Zbigniew Twarowski podczas ostatniej sesji miejskiej zasugerował Andrzejowi Dudzie, aby wziął sobie kogoś do pomocy. Burmistrz twierdzi, że na razie nie potrzebuje zastępcy.
– Niech pan załatwia te pieniądze na co się da, ale trzeba kogoś kto będzie to nadzorował, bo widać wyraźnie w mieście, że są pewne rzeczy, które nie są nadzorowane – mówi radny.
Burmistrz żartował, że jak nie było w radzie Twarowskiego, to dawał sobie doskonale radę. Obecnie dwóch pracowników zajmuje się odpowiedziami na interpelacje radnego.

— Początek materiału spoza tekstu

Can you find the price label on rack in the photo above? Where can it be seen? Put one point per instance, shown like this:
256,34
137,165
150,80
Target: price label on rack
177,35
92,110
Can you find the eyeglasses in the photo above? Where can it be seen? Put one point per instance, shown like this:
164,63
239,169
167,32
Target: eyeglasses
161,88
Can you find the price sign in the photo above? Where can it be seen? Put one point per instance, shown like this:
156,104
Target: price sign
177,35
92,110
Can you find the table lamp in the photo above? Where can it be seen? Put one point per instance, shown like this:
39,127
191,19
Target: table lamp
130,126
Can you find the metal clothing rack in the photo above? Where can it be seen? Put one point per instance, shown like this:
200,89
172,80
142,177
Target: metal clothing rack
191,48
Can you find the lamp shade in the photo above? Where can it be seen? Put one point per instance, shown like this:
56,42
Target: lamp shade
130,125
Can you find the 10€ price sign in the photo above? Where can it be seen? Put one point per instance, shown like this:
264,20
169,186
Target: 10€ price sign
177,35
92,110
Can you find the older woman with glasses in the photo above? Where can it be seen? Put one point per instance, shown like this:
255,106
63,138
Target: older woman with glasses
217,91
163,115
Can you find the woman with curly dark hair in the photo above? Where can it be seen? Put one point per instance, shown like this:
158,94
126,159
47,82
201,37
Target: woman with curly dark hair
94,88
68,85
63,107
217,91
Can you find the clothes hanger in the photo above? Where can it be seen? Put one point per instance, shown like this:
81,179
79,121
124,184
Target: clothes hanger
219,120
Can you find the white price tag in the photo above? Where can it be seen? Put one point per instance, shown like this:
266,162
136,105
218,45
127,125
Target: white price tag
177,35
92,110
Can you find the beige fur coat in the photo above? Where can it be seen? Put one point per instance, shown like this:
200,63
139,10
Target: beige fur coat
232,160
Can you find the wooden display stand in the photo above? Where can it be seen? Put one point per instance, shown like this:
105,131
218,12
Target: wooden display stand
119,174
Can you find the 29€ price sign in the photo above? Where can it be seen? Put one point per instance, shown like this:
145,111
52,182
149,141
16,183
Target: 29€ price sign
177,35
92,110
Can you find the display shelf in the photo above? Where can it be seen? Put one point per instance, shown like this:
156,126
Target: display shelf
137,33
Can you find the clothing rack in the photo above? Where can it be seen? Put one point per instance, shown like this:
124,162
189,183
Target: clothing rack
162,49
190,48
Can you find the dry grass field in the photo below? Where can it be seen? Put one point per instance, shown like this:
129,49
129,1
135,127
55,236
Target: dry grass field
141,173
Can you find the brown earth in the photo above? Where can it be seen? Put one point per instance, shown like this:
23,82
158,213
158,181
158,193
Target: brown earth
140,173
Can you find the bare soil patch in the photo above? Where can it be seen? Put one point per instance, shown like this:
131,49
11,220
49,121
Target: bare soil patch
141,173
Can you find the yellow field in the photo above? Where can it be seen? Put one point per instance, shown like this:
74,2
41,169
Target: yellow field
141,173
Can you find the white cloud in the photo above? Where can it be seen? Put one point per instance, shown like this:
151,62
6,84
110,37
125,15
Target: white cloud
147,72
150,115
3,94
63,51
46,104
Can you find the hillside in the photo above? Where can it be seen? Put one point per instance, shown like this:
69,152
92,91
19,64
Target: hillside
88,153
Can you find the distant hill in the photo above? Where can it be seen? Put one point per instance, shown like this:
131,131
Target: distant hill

– Damy radę, a jeżeli już nie będę w stanie to powołam wiceburmistrza – już na poważnie tłumaczył włodarz miasta. – Muszę zatrudnić ludzi do wydziału rozwoju gospodarczego, bo niestety dwóch brakuje. Rzeczywiście mamy problemy, jeżeli chodzi o ten wydział.
Jeden z pracowników odszedł jakiś czas temu, a naczelnik jest na zwolnieniu lekarskim.
– Czy będzie mi potrzebny wiceburmistrz, to zobaczymy jak pozyskam ludzi do wydziału – podsumowuje Andrzej Duda.